While they’re distinct parts of the game, however, the strategic and tactical layers in Heroes of Might and Magic 3 are used in perfect harmony with one another.

A fantasy town with lots of sinister buildings.

Epic level horned dilemma

In isolation, or if the balance weren’t perfect, the tactical battles would be shallow and repetitive, or simply not important enough to justify playing. The Elemental / Fallen Enchantress games, for example, never quite worked out how to balance their huge 4X ambitions, where cities can churn out legions of troops and technology, with these pint-sized combats.

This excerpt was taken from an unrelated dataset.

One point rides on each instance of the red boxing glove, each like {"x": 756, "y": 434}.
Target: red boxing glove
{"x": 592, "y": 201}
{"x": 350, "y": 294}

In Heroes of Might and Magic 3 HD, however, you’ll find that each part of the game is intimately connected with the others. On easier missions or on lower difficulty settings, you can simply buy all the units you can and steamroll your way across the map into the enemies’ towns. But outside of those intro levels, that strategy completely falls apart because resources are too tight. You never have enough gold to build a “stack of doom” type army, and you always have too many things you need to address. Your city needs upgrades so you can field better troops, but you also need an additional hero on the map so you can defend your resources. Except there’s a big enemy army marauding around out there and you need more troops if you’re going to slug it out with them in battle.

When things are that dicey, your performance in battle becomes very important. If you win a battle but let your delicate casters get mauled by the enemy’s cheap melee units, you might have lost a crippling amount of firepower. Those losses are especially difficult to replace because your production buildings only spawn new units at the start of every week. So if you lose 10 casters and you only produce three every week, you’re not going to be at full-strength again for quite some time.

There’s never so much complexity in HoMM3 that the game gets bogged down in math or micromanagement, but it is a game that forces you to think hard about every single decision you make, because the ramifications are so multifaceted. Oftentimes I feel like I’m torn between the axiom of “teach a man to fish” and the immediate problem of immediate, ravenous hunger for more soldiers.

If there’s a problem with HoMM3 it’s that the mission design is sometimes a little too much about putting my goals in conflict with one another. As the game progresses, it sometimes feels more like I’m being asked to surmount a bunch of speedbumps at the start of a mission before the real right begins. And if I don’t handle those speedbumps just right, I end up losing the mission because the AI is hopelessly ahead.

A view of the strategy map in Heroes of Might and Magic 3 HD, with small armies on  colorful map.

Modern fantasy warfare

The tricky part about reviewing this HD version of HoMM3 is that there’s a perfectly good version of the game, complete with all the expansions, over on GOG. With the addition of an HD mod, you can get a pretty high-quality HoMM3 experience with even more campaigns and options, for less money.

But I have been pretty impressed by the quality of this release, which seems to make me an outlier. I did have one major issue where all my save files got corrupted, which cost me a lot of campaign progress, but I was never able to replicate the error. I simply haven’t encountered any of the other issues users are complaining about, which is always a difficult position. The HoMM3 HD I’ve read about online is a messy, botched remake. The one I played is actually terrific. Even multiplayer with Fraser, using Steam matchmaking, went swimmingly.

Heroes of Might and Magic 3 HD is a good example of bringing an old classic into the modern world. The art looks perfect, capturing both the chunkiness of the original game’s sprites but also their storybook beauty.

I’m pretty happy with this version of Heroes of Might and Magic 3, but it is a bit harder to recommend when the Complete edition is on GOG with even more missions and a map generator.I can cheerfully recommend it to people who may never have encountered the game before. But if you’re a Heroes of Might and Magic fan, who never needed high-definition anything to enjoy these games, then the chances are that GOG already had you covered, and there’s not much for you here.